C.S. Lewis once wrote an article entitled “Learning in War Time.” Writing as Europe was overcome with the Second World War and his own country on the brink of collapse, he wrestles with the question of why students should devote themselves to the study of literature, art, and mathematics when the world is collapsing around them. He reminds us that a crisis “creates no absolutely new situation; it simply aggravates the permanent human situation so that we can no longer ignore it. Human life has always been lived on the edge of a precipice. Human culture has always had to exist under the shadow of something infinitely more important than itself. If men had postponed the search for knowledge and beauty until they were secure, the search would never have begun…Life has never been normal.”

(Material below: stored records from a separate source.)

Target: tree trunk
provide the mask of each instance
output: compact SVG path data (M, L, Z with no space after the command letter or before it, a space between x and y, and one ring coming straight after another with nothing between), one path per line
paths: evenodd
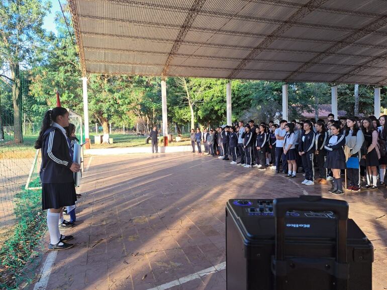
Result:
M189 110L191 111L191 129L195 129L195 114L194 113L194 106L188 100L188 104L189 105Z
M2 96L0 91L0 141L4 140L4 124L3 123L2 114Z
M15 143L23 142L22 132L22 88L20 67L18 63L11 63L11 71L14 82L12 84L12 100L14 103L14 139Z
M359 115L359 85L355 85L355 107L353 114L355 117Z
M108 144L109 143L109 124L108 119L106 118L101 118L101 123L102 123L102 128L103 129L104 135L102 137L103 144Z

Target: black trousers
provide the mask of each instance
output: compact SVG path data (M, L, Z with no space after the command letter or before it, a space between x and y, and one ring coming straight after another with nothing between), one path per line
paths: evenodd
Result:
M200 141L197 141L196 143L198 145L198 152L202 153L202 144L200 143Z
M225 159L227 159L229 158L229 149L230 146L228 143L223 143L223 156Z
M313 150L306 152L301 157L303 160L303 167L305 170L305 179L313 181L315 169L314 167L314 152Z
M275 145L271 146L270 154L271 155L271 163L273 165L275 165Z
M317 168L319 169L319 177L320 178L324 178L324 179L327 178L327 169L324 167L326 159L327 156L321 151L316 156Z
M357 157L359 158L359 163L360 163L360 158L359 154L354 154L351 157ZM347 168L347 177L348 177L349 182L348 186L360 186L360 172L359 168Z
M266 167L266 152L261 150L257 151L258 156L258 162L259 164L263 168Z
M287 162L286 160L286 155L283 154L283 147L275 148L275 169L277 172L281 170L279 169L279 161L282 160L282 171L287 172Z
M242 143L238 143L238 152L239 153L239 156L241 158L240 163L244 164L246 163L245 162L245 152L243 150L243 144Z
M157 153L158 151L158 144L157 140L152 140L152 153L154 153L155 151Z
M245 157L246 157L246 164L247 165L251 165L251 147L247 146L245 148Z
M230 153L233 157L233 161L237 162L237 148L236 146L230 147Z

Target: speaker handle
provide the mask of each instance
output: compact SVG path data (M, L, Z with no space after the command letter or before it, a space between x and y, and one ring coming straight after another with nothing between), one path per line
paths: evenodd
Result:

When we read Locke, Rousseau, and Marx, we open a window to understanding where our own thoughts come from. When we read Shakespeare, Dickens, and Dostoevsky, we see in their characters a distant mirror of ourselves. Such a perspective is always valuable. But it is especially valuable when we are confronted with trials such as those we have experienced together this year. Of course at some level you don’t need to learn all these things. But more often than not, the things in life that carry the most weight are the things we don’t need. I hope throughout this year you have discovered that what makes the history, philosophy, and literature of Europe important is that they are not merely someone else’s story. They are, in a very real sense, your story.
Shakespeare and Dickens seem very foreign to us. But do not be fooled. Despite the odd language or unfamiliar circumstances, these stories talk about us. Which one of us have not felt looked down upon or sensed that others thought us unworthy like Henry V did? Who has not been blinded by speedy judgment like Elizabeth Bennett? Who hasn’t feared that they were doomed to insignificance like Sydney Carton? And who doesn’t sympathize with Raskolnikov’s struggle to admit his own moral failures? The treasure of each of these stories is their ability to transcend time and place to teach us about ourselves.
I wish I could say that you won’t experience struggles like these again. But I cannot. I can say with confidence that any struggle whatsoever is not the final word. Learn from the men and women we have studied this year – their successes and their failures. Don’t let pride or prejudice cloud your judgment too soon like Elizabeth and Mr. Darcy. Don’t give into despair like Svidrigailov. Like Sydney Carton, keep walking until you see the sun rise on a new day.
I earnestly hope that no difficulties you have faced this year and no shortcomings on my part would ever dissuade you from reading these books again in the future. Not only will you discover things you did not see before. You will also discover that these books change your vision of the world. By revisiting these works, you will see yourselves, others, and the whole universe differently. If you are thoughtful and, most importantly, humble, you will be able to cut through the cloud of temporality and see things as they really are.
For now, I hope you saw that Europe’s story, your story, is a profoundly beautiful one, but also a deeply complex one filled with human failure. Next year, you will travel back to an even more alien time – that of the Ancients. You will no doubt discover they too tell our story. See if they have any answers to the unanswered questions from this year.
You all are about the most fun group of students that I have had the pleasure of teaching. Your kindness and hard work have made a difficult year not only bearable, but an absolute joy.